Handel w niedziele. Zakazać czy więcej płacić za pracę?
Taki pomysł popiera m.in. szefowa resortu pracy. Związkowcy z Solidarności na jakikolwiek handel w niedzielę się nie godzą.
To miała być jedna z najpoważniejszych zmian, jaką zapowiadał PiS po wyborach. Wszystko wskazuje na to, że przepisy zakazujące handlu w niedziele nie wejdą w życie od nowego roku. Projekt zmian, który wymaga wielu konsultacji, utknął w Sejmie. Dlatego OPZZ zaproponowało odrzucenie tego obywatelskiego projektu ustawy, a w zamian postuluje wprowadzenie wyższych stawek za pracę w niedzielę.Pracujący w sklepach wielkopowierzchniowych za pracę w niedziele mieliby dostawać nawet dwa i pół raza więcej niż w zwykły dzień. Ten pomysł skrytykowała minister Elżbieta Rafalska, twierdząc, że rząd „nie sprzeda zakazu handlu w niedziele za podwójne stawki”. Jej zdanie popierają związkowcy z „Solidarności”, którzy mówią wprost: chcemy, by Polacy godnie zarabiali i mieli czas dla swoich rodzin. Minister przychylniejszym okiem patrzy za to na pomysł, by pracujące były dwie niedziele w miesiącu.
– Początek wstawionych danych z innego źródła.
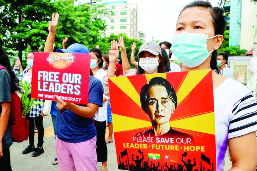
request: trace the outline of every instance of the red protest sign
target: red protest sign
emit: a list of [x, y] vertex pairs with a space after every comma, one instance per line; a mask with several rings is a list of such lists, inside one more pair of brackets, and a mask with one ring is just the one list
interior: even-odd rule
[[88, 97], [89, 54], [35, 52], [32, 72], [31, 97], [87, 104]]
[[109, 83], [119, 169], [216, 170], [211, 70]]

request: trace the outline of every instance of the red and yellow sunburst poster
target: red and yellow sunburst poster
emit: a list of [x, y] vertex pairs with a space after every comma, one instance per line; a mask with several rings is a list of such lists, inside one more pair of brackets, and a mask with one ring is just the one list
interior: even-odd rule
[[216, 170], [212, 73], [109, 79], [119, 169]]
Niedziela powinna być wolna czy pracująca? Odpowiedzi na to pytanie od miesięcy szukają nie tylko politycy i związkowcy. Dyskutują także obywatele, którzy według badań w 79 proc. robią zakupy właśnie w niedziele. Tymczasem pomysłów na to, jak rozwiązać ten problem jest coraz więcej. Żadne nie znajdują finału w postaci zapisów konkretnej ustawy.
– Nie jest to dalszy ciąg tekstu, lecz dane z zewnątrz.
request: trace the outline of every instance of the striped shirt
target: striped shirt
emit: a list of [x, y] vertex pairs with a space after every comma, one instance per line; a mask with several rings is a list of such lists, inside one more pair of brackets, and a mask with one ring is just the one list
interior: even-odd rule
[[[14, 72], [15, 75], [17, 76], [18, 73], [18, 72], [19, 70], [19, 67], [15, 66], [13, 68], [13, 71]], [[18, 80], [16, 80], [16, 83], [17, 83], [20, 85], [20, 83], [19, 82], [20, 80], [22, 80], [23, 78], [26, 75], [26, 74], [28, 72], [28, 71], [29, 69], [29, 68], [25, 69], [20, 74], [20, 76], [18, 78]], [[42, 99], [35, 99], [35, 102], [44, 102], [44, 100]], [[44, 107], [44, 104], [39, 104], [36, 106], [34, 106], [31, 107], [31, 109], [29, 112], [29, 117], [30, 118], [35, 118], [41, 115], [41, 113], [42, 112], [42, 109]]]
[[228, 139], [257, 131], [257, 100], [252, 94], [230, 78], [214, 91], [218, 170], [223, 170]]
Ostatnio Ogólnopolskie Porozumienie Związków Zawodowych zaproponowało, by niedziele pozostawić pracujące, ale za 2,5-krotnie większe stawki dla pracowników. Z koeli minister Elżbieta Rafalska, szefowa resortu pracy bardziej skłania się do zaakceptowania dwóch pracujących niedzieli w miesiącu.
Solidarność się nie zgadza
Związkowcy z Solidarności, którzy zbierali podpisy pod obywatelskim projektem całkowicie zakazującym handlu w niedzielę i o tym nie chcą słyszeć.
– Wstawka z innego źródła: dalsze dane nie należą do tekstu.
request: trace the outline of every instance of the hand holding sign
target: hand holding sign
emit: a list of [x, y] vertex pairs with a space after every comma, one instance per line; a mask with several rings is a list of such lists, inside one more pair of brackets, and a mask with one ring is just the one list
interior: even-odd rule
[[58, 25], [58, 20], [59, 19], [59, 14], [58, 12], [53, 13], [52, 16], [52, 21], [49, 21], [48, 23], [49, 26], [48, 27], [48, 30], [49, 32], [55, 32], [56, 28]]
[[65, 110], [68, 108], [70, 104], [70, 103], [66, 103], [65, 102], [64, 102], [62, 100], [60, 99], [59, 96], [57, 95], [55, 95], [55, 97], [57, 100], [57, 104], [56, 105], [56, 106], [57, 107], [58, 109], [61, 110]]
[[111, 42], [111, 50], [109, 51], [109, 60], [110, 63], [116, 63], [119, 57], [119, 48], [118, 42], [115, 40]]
- Oficjalnego stanowiska rządu w tej sprawie nie było, ale my stoimy przy swoim: ludzie powinni mieć prawo do wypoczynku i temu ma służyć niedziela - mówi Roman Jakim, szef rzeszowskiej „Solidarności”. - A stawki za pracę powinny być godne, to znaczy takie, żeby ludzie nie musieli dorabiać do pensji pracując w niedzielę
- dodaje.
Socjolog Krzysztof Prendecki przyznaje, że ten temat budzi w społeczeństwie wiele emocji.
- Nie ma co się oszukiwać: Polacy chcą chodzić w niedziele do galerii handlowych, jest to dla wielu taka sama forma spędzania wolnego czasu jak dla innych jazda na rowerze - twierdzi Prendecki. - Należy sobie uświadomić, że pracujący w handlu nie są jedyną grupą, która nie ma wolnej niedzieli. Pracują wykładowcy akademiccy, nawet na KUL-u, gdzie też są studia zaoczne i weekendowe zajęcia. Jeżeli ktoś wybiera taki zawód, podobnie jak pracę w handlu, musi liczyć się z jej specyfiką.
Będą zwolnienia?
Socjolog zaznacza, że zakaz handlu w niedzielę nie musi być związany z określoną ideologią lub wartościami ważnymi z punktu widzenia religii. Bo są kraje mocno zlaicyzowane, np. Szwajcaria gdzie obowiązuje całkowity zakaz handlu. Są i takie, których obywatele są bardzo religijni, np. Amerykanie a o zakazie handlu w niedzielę nikt nawet nie myśli.
- Pewnie jakimś kompromisowym rozwiązaniem byłby handel do określonej godziny - dodaje Krzysztof Prendecki.
Z kolei ekonomiści mówią wprost: zakaz handlu w niedzielę oznacza spadek konsumpcji, widmo spowolnienia gospodarczego i zwolnienia.
- Duże sieci będą chciały utrzymać obroty mimo krótszego tygodnia pracy, więc będą wywierać presję na dostawców, głównie krajowych, by obniżyli ceny - uważa Maria Andrzej Faliński, ekspert ds. handlu detalicznego. - Kolejnym etapem będzie ograniczenie kosztów przez zmniejszanie zatrudnienia.